Re: CHAT: Being taken for a furriner ...
From: | J. 'Mach' Wust <j_mach_wust@...> |
Date: | Tuesday, August 31, 2004, 13:11 |
On Tue, 31 Aug 2004 14:15:25 +0200, Andreas Johansson <andjo@...> wrote:
>Had a strange experience on the train this morning; I went to the train
>hostess to buy new tickets, and, of course, addressed her in Swedish. Yet,
>she replied in English, and continued to use it for a few more turns
>before switching over to Swedish in the face of me stubbornly sticking to
>the same. She spoke English with a clear Swedish accent, so I can only
>assume she thought I was a foreigner and tried to be helpful.
>
>I've been taken for a foreigner before, but that's always involved me
>speaking in a foreign language.
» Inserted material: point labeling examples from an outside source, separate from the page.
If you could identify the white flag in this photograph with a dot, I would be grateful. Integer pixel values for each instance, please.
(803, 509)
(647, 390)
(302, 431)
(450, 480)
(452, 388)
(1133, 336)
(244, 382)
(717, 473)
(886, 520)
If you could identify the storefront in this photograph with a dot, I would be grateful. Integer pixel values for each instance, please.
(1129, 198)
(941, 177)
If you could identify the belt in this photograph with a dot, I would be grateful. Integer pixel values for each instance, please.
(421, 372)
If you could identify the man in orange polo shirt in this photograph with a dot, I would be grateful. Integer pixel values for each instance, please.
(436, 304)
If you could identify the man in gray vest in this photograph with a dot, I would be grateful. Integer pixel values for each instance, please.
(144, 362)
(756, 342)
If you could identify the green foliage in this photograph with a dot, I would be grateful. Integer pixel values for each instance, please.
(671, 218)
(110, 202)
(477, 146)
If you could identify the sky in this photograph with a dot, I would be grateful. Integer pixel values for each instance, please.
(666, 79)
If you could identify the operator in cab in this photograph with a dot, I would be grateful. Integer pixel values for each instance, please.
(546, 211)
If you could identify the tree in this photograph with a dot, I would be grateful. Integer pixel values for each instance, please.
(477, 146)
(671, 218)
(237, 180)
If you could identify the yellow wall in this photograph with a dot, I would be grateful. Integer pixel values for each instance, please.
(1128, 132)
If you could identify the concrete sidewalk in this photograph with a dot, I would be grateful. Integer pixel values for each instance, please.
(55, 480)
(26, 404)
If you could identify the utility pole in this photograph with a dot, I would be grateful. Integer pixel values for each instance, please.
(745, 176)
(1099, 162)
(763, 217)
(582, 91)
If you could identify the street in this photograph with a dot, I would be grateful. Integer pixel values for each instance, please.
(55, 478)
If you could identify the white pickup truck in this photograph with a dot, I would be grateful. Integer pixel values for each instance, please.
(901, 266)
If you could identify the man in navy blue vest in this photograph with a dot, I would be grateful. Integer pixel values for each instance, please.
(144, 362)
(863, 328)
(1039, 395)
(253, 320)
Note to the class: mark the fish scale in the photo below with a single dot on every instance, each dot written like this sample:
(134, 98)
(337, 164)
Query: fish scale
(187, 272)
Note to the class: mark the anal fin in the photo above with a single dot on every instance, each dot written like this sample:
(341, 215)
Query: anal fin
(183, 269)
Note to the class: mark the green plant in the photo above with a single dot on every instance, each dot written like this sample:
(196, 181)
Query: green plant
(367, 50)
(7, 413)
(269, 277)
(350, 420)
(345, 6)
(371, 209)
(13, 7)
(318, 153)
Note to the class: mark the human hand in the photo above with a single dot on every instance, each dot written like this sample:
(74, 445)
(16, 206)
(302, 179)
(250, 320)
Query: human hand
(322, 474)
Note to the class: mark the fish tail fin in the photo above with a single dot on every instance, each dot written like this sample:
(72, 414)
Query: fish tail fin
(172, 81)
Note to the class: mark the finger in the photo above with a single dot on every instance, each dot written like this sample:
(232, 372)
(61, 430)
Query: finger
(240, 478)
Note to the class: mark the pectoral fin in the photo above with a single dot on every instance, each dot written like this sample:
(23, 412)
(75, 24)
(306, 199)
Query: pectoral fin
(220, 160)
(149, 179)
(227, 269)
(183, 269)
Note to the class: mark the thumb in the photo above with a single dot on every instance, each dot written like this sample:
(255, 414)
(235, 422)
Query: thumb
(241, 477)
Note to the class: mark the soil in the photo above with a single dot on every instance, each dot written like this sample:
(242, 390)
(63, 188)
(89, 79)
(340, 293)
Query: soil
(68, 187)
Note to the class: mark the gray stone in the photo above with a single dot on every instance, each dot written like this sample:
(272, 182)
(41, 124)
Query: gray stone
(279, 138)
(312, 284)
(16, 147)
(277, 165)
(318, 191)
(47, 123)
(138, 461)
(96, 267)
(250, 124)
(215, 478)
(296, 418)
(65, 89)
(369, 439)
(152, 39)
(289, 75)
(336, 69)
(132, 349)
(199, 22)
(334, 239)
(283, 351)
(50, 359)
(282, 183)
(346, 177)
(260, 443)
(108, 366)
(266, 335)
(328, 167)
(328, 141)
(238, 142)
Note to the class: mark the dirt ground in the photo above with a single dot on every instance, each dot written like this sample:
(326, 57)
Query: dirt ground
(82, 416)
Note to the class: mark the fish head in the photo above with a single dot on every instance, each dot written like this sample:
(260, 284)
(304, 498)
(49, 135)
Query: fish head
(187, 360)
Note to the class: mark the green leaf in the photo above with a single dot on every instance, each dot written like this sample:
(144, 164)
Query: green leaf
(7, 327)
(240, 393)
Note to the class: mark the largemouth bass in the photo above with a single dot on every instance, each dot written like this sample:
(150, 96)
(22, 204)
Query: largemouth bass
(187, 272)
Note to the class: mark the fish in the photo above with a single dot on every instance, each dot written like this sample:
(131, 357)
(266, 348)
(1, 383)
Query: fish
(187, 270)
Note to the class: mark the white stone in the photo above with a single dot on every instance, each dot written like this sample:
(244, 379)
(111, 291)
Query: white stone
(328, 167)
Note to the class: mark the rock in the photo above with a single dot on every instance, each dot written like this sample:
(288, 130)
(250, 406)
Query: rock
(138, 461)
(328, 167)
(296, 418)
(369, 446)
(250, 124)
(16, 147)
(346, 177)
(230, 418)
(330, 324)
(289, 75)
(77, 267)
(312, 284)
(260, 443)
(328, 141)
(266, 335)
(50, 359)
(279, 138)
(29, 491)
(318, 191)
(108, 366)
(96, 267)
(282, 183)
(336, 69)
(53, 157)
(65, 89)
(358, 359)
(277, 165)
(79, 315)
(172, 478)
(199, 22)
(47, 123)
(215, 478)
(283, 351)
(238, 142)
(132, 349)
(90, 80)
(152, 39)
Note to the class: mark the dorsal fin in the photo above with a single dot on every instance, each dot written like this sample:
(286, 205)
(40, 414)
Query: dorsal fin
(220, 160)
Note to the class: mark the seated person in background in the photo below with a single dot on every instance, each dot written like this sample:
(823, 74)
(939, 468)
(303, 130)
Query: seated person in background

Possibly, my recent one-year stay in
>Germany has left some mark on my Swedish, but the whole incident
>nonetheless seems somewhat extraordinary to me.
>
>Anyone else here experienced something similar?
The Sunday before last Sunday I was cycling over a little pass (only about
1600m), and there was a place where local cheese was sold. I greeted the
woman there, an elderly farmer wife from the region, I suppose, in
(alemannic) dialect, and then looked over the different cheeses they had.
Since I was hesitating and asking something she appearently didn't
understand at once, she suddenly spoke to me in standard German, which is
very unusual in Switzerland. She must have thought I was from Germany
(alemannic dialects aren't understandable to non-alemannic Germans until
they get used to them which might take almost a week).